Interpretable Machine Learning in Physics: A Review
Sebastian Johann Wetzel, Seungwoong Ha, Raban Iten, Miriam Klopotek, Ziming Liu
TL;DR
This review surveys interpretability in ML as applied to physics, outlining why transparent models are essential for trust, debugging, and scientific understanding. It organizes concepts into notions of interpretation, philosophical perspectives, and a comprehensive catalog of algorithms, interpretability methods, and domain-specific applications across quantum, classical, high-energy, astrophysical, and complex systems. Key contributions include frameworks for distinguishing intrinsic versus post-hoc interpretability, and a synthesis of symbolic regression, Hamiltonian/Lagrangian-inspired networks, and symmetry/conservation discoveries that yield human-readable physical insights. By connecting physical principles with interpretable ML techniques, the work highlights how transparent representations can drive reliable discoveries and practical advancements in experimental and theoretical physics.
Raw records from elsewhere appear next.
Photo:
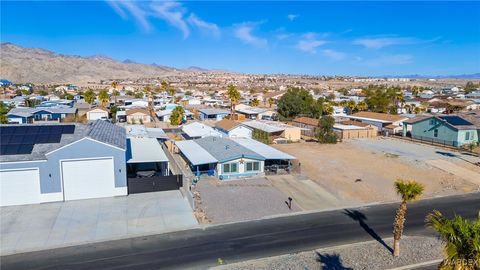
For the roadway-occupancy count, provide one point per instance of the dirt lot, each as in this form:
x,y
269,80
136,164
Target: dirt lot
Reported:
x,y
364,170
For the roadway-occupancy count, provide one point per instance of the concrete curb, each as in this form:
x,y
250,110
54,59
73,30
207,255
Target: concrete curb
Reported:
x,y
414,266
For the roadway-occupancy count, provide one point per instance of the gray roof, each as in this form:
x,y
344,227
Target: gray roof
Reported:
x,y
262,149
98,130
214,149
225,149
213,111
107,132
27,111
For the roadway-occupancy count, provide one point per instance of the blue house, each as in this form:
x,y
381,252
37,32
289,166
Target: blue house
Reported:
x,y
27,115
47,163
213,114
444,129
231,158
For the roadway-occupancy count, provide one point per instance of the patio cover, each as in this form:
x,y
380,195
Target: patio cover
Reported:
x,y
145,150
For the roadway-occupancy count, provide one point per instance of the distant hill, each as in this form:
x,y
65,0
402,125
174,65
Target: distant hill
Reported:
x,y
417,76
19,64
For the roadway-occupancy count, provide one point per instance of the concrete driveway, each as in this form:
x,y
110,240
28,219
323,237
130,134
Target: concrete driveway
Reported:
x,y
44,226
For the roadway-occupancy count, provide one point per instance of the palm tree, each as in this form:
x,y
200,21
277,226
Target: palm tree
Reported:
x,y
164,85
409,190
351,106
171,91
362,106
148,92
327,109
234,97
104,98
461,238
115,93
271,101
89,96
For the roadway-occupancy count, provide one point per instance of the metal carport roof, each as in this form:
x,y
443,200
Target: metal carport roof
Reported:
x,y
144,150
262,149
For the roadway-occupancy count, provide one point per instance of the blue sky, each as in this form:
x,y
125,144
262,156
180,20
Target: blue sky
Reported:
x,y
331,38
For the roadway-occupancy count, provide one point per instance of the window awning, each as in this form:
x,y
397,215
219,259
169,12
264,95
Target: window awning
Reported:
x,y
145,150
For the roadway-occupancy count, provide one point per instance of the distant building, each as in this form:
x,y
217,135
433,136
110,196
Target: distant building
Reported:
x,y
445,129
26,115
138,116
212,114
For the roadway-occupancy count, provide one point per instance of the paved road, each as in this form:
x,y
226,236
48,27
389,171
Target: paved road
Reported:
x,y
200,248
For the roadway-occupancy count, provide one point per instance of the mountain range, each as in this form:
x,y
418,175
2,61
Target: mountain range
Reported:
x,y
39,66
19,65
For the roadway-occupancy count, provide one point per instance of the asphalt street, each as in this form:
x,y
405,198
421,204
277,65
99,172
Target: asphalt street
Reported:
x,y
200,248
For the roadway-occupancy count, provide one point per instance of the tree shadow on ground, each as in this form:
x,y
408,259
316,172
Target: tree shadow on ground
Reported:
x,y
361,218
331,262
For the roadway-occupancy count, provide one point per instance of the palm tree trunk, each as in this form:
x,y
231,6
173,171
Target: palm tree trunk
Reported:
x,y
398,227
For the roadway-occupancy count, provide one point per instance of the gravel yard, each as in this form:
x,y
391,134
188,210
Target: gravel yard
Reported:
x,y
369,255
363,171
238,200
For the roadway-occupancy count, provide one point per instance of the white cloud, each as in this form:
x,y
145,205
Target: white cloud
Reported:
x,y
244,33
135,10
292,17
386,60
334,55
309,43
203,25
171,12
378,43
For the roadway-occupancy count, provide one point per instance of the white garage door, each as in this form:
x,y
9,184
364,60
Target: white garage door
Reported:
x,y
96,115
86,179
20,187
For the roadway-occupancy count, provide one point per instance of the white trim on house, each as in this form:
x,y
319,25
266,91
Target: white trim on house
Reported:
x,y
51,197
77,193
25,161
85,138
21,190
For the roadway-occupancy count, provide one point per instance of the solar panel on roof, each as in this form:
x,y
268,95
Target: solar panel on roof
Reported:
x,y
5,138
54,138
56,130
456,120
25,149
10,149
7,130
16,139
44,130
33,129
29,138
19,130
68,129
42,138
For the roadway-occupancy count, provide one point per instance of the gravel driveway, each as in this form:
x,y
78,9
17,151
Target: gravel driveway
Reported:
x,y
238,200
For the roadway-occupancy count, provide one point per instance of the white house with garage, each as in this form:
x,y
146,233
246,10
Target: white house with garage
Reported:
x,y
48,163
227,158
97,113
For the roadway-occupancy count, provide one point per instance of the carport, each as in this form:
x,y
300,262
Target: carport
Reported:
x,y
147,167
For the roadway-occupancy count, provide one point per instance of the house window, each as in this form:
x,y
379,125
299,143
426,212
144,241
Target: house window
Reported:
x,y
230,168
252,166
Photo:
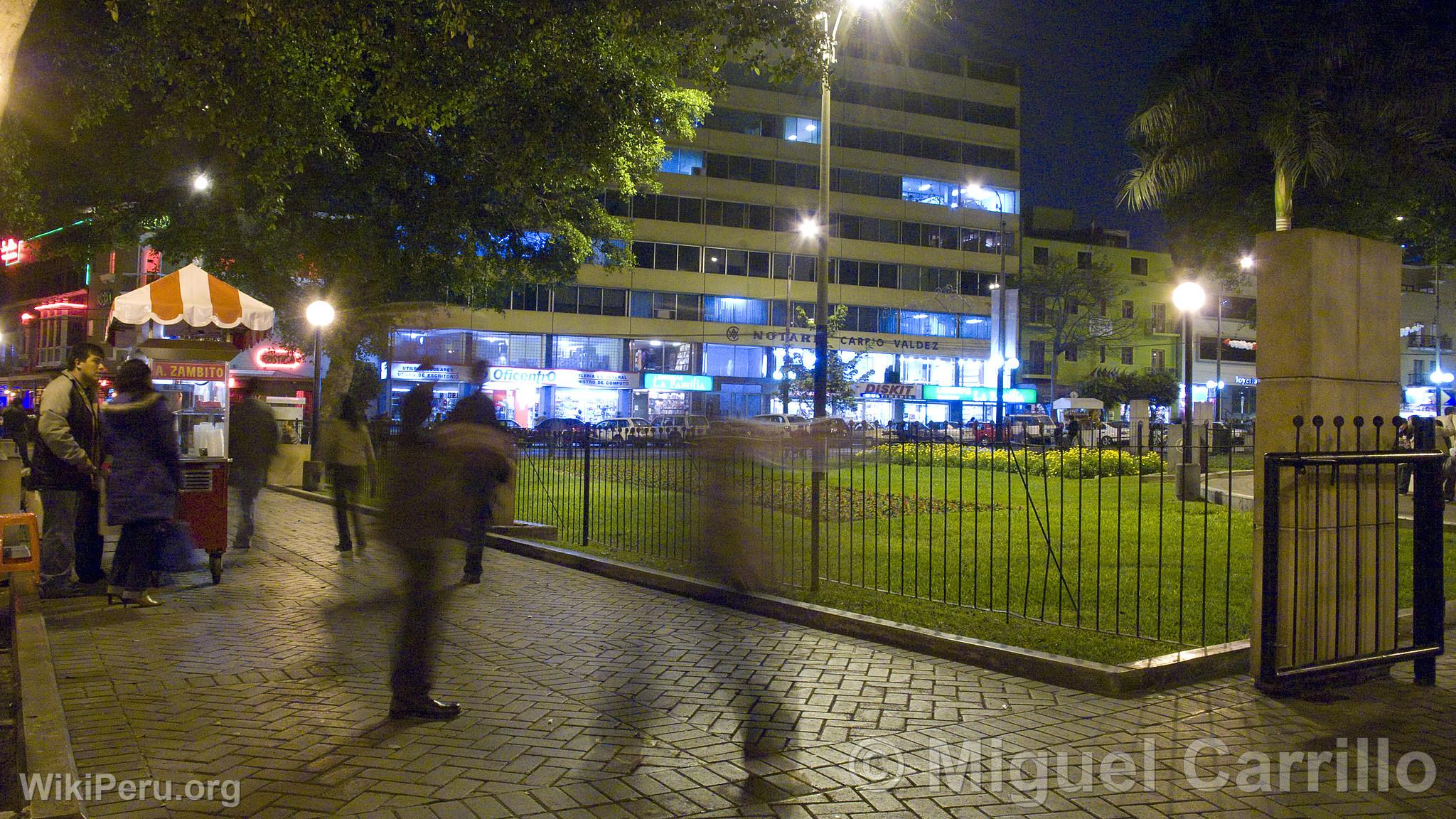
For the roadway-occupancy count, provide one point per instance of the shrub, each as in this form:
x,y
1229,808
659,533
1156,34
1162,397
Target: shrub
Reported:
x,y
1076,464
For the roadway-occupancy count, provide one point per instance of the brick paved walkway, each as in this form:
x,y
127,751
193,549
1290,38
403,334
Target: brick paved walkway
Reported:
x,y
590,698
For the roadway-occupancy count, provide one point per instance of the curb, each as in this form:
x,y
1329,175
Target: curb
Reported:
x,y
40,732
1125,681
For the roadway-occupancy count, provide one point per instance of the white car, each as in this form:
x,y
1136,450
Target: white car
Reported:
x,y
618,432
779,424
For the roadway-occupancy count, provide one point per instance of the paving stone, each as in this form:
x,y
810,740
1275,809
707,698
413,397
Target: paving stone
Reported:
x,y
592,698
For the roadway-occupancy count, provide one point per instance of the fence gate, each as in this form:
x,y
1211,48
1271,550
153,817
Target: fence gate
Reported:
x,y
1344,552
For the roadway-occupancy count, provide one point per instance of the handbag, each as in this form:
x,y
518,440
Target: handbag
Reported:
x,y
176,551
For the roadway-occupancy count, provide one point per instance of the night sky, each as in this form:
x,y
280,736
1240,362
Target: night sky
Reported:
x,y
1085,66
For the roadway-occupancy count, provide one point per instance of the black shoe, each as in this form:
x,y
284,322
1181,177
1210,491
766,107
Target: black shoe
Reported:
x,y
424,709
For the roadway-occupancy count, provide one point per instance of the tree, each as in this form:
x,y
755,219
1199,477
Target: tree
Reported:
x,y
1349,101
1071,302
385,155
840,372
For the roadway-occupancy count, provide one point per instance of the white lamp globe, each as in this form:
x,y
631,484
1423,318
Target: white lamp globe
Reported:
x,y
1189,296
319,314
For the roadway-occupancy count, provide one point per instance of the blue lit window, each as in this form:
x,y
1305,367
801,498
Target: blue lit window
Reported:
x,y
729,309
801,130
929,191
996,200
683,161
916,323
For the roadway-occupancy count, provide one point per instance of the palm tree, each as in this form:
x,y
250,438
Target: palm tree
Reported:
x,y
1314,92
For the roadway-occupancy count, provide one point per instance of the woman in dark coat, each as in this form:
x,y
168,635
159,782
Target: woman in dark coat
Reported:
x,y
146,473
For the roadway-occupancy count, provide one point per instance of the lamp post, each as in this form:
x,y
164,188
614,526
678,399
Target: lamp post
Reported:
x,y
319,315
1189,298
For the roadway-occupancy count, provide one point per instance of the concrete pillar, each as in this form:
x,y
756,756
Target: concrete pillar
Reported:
x,y
1328,346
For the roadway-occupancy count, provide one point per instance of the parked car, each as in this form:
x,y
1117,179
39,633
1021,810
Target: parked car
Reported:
x,y
560,432
619,432
1032,429
673,430
779,424
1114,433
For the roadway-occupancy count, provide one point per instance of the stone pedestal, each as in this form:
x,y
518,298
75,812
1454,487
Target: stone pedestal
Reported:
x,y
1328,347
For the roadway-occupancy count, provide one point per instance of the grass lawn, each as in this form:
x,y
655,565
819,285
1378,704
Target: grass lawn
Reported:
x,y
1106,569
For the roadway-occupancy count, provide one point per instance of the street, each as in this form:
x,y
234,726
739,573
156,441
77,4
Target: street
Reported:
x,y
586,697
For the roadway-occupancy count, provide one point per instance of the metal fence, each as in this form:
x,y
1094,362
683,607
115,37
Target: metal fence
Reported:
x,y
1344,554
1086,534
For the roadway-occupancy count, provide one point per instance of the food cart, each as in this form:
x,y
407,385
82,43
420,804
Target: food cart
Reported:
x,y
193,375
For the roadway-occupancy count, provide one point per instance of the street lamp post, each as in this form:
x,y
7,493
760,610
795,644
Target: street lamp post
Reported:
x,y
319,315
1189,298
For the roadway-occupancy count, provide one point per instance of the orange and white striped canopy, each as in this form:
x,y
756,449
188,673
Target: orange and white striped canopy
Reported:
x,y
194,296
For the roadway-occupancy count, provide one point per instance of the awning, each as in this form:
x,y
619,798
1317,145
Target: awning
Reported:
x,y
194,296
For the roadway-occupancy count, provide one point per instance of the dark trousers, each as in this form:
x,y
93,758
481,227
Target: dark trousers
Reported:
x,y
415,643
346,494
136,554
248,483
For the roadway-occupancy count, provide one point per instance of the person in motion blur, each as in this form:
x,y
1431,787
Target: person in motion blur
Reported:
x,y
430,498
66,470
478,408
348,455
146,474
252,441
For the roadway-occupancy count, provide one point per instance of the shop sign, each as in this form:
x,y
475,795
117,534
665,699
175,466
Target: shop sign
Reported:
x,y
980,394
842,341
504,378
190,370
679,382
911,391
277,359
414,372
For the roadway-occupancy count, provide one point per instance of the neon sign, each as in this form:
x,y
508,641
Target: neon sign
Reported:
x,y
11,251
279,359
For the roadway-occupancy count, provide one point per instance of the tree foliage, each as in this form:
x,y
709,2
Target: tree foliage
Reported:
x,y
1349,104
1071,306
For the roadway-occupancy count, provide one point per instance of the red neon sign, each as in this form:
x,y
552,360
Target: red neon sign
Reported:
x,y
279,359
11,251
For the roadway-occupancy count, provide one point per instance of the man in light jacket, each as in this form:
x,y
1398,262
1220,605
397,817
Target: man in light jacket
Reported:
x,y
65,470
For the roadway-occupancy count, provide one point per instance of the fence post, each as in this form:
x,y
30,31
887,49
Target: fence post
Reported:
x,y
586,491
1429,598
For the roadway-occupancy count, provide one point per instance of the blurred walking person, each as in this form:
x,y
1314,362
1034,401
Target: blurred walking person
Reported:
x,y
436,483
146,476
66,470
252,442
348,455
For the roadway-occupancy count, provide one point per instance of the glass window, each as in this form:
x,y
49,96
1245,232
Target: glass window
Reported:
x,y
641,304
929,191
732,309
759,264
683,161
918,323
733,360
976,327
714,259
584,353
801,130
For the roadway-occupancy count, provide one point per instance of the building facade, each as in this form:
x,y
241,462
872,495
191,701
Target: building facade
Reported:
x,y
925,210
1135,331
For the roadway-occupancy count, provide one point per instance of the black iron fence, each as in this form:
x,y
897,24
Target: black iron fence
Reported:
x,y
1093,534
1344,554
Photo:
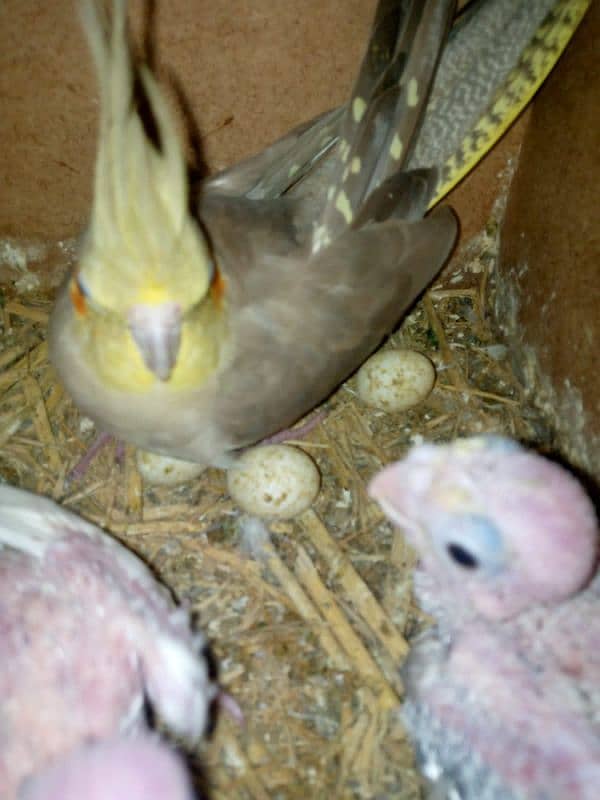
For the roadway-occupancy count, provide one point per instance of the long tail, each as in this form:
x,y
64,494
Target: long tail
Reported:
x,y
383,115
497,56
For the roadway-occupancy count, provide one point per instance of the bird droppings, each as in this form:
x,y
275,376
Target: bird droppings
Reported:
x,y
395,380
274,481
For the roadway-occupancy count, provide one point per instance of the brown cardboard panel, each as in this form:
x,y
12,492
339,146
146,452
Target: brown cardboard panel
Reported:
x,y
248,71
550,255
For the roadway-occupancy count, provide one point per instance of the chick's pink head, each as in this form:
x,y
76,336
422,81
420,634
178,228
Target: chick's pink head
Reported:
x,y
136,769
495,525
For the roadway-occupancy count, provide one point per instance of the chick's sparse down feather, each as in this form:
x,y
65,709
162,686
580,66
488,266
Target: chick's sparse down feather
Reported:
x,y
88,638
195,333
503,692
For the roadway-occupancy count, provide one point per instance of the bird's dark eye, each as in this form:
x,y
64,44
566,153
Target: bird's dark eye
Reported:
x,y
462,556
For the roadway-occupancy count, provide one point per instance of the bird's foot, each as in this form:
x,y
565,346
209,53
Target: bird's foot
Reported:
x,y
100,442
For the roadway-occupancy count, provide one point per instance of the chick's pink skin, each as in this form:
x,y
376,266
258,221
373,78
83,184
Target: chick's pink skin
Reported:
x,y
546,522
511,671
87,635
137,769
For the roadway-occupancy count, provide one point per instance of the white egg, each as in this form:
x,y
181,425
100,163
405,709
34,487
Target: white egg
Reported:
x,y
275,480
164,470
395,380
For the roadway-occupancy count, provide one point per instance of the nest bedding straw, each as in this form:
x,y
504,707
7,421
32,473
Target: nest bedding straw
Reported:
x,y
307,625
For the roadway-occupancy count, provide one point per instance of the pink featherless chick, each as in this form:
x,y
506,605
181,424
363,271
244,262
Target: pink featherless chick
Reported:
x,y
122,769
503,693
89,640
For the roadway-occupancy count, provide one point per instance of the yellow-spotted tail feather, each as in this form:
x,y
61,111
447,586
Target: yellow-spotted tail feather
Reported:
x,y
513,96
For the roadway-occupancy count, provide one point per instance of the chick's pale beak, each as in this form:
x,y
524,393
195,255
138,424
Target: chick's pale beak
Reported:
x,y
156,331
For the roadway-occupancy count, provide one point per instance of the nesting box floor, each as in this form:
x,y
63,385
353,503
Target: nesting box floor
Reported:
x,y
308,633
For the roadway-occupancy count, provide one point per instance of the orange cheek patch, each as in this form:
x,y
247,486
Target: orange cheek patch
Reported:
x,y
77,298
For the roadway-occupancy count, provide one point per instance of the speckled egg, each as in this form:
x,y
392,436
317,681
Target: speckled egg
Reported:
x,y
395,380
274,481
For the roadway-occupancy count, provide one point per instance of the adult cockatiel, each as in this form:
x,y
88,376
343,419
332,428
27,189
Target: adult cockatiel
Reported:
x,y
503,693
88,640
196,326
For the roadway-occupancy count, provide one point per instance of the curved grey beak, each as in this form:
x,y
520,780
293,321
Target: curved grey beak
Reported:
x,y
156,331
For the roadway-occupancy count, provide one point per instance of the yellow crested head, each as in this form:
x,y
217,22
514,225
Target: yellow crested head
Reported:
x,y
142,244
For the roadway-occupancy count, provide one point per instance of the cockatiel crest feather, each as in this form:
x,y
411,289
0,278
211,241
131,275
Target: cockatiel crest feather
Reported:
x,y
197,339
142,244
The field is positioned as poised to enable AI-augmented scientific inference that remains aligned with human understanding and scientific rigor.
Abstract
Machine learning is increasingly transforming various scientific fields, enabled by advancements in computational power and access to large data sets from experiments and simulations. As artificial intelligence (AI) continues to grow in capability, these algorithms will enable many scientific discoveries beyond human capabilities. Since the primary goal of science is to understand the world around us, fully leveraging machine learning in scientific discovery requires models that are interpretable -- allowing experts to comprehend the concepts underlying machine-learned predictions. Successful interpretations increase trust in black-box methods, help reduce errors, allow for the improvement of the underlying models, enhance human-AI collaboration, and ultimately enable fully automated scientific discoveries that remain understandable to human scientists. This review examines the role of interpretability in machine learning applied to physics. We categorize different aspects of interpretability, discuss machine learning models in terms of both interpretability and performance, and explore the philosophical implications of interpretability in scientific inquiry. Additionally, we highlight recent advances in interpretable machine learning across many subfields of physics. By bridging boundaries between disciplines -- each with its own unique insights and challenges -- we aim to establish interpretable machine learning as a core research focus in science.